Sensorineural hearing loss

Sensorineural hearing loss occurs when the inner ear component or the accompanying nerve component is affected, and may involve nerves (i.e., auditory nerves or auditory nerve pathways in the brain) or sensory components. Sensory hearing loss may be genetic, or it may be caused by acoustic injury (e.g., loud noise), viral infection, drug induction, or meniere's disease. The incidence of neural hearing loss may be caused by brain tumors, infections, or various brain and neurological disorders, such as stroke. Some genetic disorders, such as Refsum's disease (lack of accumulation of branched chain fatty acids), may also cause neurological disorders that affect hearing loss. Auditory nerve pathways may be impaired by demyelinating diseases such as idiopathic inflammatory demyelinating diseases (including multiple sclerosis), transverse myelitis, Devyward's disease, progressive multifocal leukoencephalopathy, Guriman-Bairy syndrome (Guillain-Barre syndrome), chronic inflammatory demyelinating polyneuropathy and anti-MAG peripheral neuropathy.

The incidence of sudden deafness or sensorineural hearing loss is about 1 per 5000 individuals and can be caused by viral or bacterial infections, such as mumps, measles, influenza, chickenpox, cytomegalovirus, syphilis or infectious mononucleosis, or physical damage to the inner ear organs. In some cases, no cause can be identified. Tinnitus and vertigo may be accompanied by sudden deafness, which gradually subsides. Oral corticosteroids may be prescribed to treat sensorineural hearing loss. In some cases, surgical intervention may be necessary.

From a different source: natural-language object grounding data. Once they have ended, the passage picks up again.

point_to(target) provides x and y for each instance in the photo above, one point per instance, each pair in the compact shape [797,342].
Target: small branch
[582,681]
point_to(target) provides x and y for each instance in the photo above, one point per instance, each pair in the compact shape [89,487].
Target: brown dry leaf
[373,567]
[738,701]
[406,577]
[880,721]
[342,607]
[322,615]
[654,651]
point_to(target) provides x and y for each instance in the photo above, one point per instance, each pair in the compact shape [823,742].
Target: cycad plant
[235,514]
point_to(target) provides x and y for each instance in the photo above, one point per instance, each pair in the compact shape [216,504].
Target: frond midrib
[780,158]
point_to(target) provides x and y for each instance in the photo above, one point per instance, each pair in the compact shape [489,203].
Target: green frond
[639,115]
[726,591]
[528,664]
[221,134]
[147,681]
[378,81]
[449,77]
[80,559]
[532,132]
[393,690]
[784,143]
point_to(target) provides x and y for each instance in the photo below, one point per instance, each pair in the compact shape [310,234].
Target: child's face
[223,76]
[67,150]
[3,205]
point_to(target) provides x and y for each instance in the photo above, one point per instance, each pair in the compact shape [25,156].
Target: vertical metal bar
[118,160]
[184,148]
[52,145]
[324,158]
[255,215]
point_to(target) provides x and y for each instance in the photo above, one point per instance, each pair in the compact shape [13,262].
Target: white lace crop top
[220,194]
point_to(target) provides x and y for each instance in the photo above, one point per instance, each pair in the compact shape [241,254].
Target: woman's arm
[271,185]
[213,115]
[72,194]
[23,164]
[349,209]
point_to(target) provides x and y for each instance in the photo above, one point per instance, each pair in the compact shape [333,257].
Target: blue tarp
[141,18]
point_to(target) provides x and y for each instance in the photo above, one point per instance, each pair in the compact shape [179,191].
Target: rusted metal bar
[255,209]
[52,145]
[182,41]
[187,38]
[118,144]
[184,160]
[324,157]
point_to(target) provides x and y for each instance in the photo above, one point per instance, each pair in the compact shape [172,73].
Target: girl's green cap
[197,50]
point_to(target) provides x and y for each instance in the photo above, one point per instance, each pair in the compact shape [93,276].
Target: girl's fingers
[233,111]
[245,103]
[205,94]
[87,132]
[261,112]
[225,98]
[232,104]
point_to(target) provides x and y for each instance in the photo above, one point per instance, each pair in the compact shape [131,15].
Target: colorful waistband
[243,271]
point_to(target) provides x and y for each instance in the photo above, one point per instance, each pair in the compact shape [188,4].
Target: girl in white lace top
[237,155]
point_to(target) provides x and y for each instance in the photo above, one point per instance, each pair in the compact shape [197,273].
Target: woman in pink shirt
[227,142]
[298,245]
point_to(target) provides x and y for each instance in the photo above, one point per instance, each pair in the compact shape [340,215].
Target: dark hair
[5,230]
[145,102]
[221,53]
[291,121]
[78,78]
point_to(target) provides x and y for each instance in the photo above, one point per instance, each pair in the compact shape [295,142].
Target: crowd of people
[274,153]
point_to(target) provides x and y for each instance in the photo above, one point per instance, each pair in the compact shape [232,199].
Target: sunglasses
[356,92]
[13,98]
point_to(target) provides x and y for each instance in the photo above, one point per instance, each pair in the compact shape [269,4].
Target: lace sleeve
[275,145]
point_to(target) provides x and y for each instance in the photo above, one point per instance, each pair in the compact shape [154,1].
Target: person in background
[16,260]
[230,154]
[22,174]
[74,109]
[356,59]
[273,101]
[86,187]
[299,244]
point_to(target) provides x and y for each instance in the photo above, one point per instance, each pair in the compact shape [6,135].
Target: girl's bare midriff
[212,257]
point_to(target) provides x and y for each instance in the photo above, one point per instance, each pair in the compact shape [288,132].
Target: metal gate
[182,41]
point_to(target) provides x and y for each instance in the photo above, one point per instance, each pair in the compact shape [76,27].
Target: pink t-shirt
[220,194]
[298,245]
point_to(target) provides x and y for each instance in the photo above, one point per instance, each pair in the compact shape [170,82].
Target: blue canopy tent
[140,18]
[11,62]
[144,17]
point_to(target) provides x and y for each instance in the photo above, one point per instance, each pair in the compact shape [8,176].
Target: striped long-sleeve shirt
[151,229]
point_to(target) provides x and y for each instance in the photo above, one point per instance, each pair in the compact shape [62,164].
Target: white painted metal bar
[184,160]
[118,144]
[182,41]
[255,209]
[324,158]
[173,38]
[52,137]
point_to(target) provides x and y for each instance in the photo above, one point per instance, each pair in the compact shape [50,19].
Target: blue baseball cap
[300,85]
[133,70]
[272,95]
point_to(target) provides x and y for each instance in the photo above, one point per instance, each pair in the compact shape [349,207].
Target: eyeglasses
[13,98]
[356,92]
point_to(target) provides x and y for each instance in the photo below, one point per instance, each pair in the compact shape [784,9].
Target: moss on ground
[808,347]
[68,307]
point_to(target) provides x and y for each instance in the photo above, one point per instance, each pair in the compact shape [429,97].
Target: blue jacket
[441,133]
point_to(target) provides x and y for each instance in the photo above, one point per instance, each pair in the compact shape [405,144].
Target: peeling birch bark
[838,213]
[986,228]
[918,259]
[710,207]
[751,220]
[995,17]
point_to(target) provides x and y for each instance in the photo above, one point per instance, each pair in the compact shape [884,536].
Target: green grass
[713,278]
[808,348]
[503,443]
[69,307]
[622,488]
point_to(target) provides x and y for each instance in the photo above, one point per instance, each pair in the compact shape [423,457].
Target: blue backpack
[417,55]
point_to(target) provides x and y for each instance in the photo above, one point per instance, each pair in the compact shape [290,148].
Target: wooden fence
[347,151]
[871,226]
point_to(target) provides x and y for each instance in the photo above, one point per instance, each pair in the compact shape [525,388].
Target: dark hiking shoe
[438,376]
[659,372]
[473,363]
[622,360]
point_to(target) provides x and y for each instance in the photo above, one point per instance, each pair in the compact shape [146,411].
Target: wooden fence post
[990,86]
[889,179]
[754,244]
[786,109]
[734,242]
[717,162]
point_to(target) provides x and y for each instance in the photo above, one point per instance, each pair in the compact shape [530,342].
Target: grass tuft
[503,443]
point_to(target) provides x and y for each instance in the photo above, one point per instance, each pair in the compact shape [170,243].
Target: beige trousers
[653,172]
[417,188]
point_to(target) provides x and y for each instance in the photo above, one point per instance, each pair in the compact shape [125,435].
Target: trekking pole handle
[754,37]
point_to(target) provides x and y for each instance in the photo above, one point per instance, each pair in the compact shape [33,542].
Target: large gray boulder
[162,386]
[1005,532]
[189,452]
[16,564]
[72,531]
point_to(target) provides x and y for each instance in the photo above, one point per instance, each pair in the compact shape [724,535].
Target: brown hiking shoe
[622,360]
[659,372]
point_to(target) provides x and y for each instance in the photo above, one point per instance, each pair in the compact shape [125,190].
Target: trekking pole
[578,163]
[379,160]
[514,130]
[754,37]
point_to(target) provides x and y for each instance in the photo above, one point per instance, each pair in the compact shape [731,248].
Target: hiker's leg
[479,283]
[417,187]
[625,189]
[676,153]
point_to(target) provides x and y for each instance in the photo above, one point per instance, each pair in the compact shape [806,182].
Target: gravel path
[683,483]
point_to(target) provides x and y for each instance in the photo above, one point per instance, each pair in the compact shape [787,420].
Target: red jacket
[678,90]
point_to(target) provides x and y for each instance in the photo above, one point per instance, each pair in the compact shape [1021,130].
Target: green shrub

The formulations and methods described herein include treating sensorineural hearing loss, including treating sudden sensorineural hearing loss, including idiopathic sudden sensorineural hearing loss. For SSHL, current treatment options include 2-week treatment with high doses of oral steroids (4-7 days course +7-10 days tapering off) plus dexamethasone (4-10mg/ml) or methylprednisolone (40-62.5 mg/ml). As illustrated herein, high doses of oral steroids lead to undesirable side effects and adverse events. Thus, the methods and formulations described herein, which are intended for sustained release of a local delivery of steroid into the inner ear, are expected to produce significantly fewer side effects than the use of oral/systemic steroids. In one embodiment, ISSHL is characterized by unilateral sensorineural hearing loss with an attack time of less than 72 hours, where HL is defined as greater than 30dB at least 3 adjacent test frequencies.

The standard of care for idiopathic paroxysmal sensorineural hearing loss (ISSHL) is treatment with high doses of oral steroids. In some cases, the individual is treated with a high dose oral steroid for about two weeks. In some cases, the individual is treated with the high dose oral steroid for about two weeks, followed by a gradual reduction of the oral steroid for about 7 to about 10 days. In some cases, the oral steroid is dexamethasone (4-10 mg/ml). In some cases, the oral steroid is methylprednisolone (40-62.5 mg/ml).

In one set of embodiments, patients who are using the standard of care treatment ISSHL presented above are changed to be treated using the otoaccessible controlled release corticosteroid formulations and methods described herein. In another set of embodiments, patients who are using the standard of care treatment ISSHL presented above but are refractory to, or unresponsive to, such treatment are instead treated using the acceptable controlled release corticosteroid ear formulations and methods described herein.

Hearing loss due to excessive noise

Hearing loss can also occur from prolonged exposure to loud noises, such as loud music, heavy equipment or machinery, airplanes, gunfire, or other human-based noises. Hearing loss occurs as a result of destruction of hair cell receptors in the inner ear. This hearing loss is often accompanied by tinnitus. Often diagnosed as a permanent hearing loss impairment.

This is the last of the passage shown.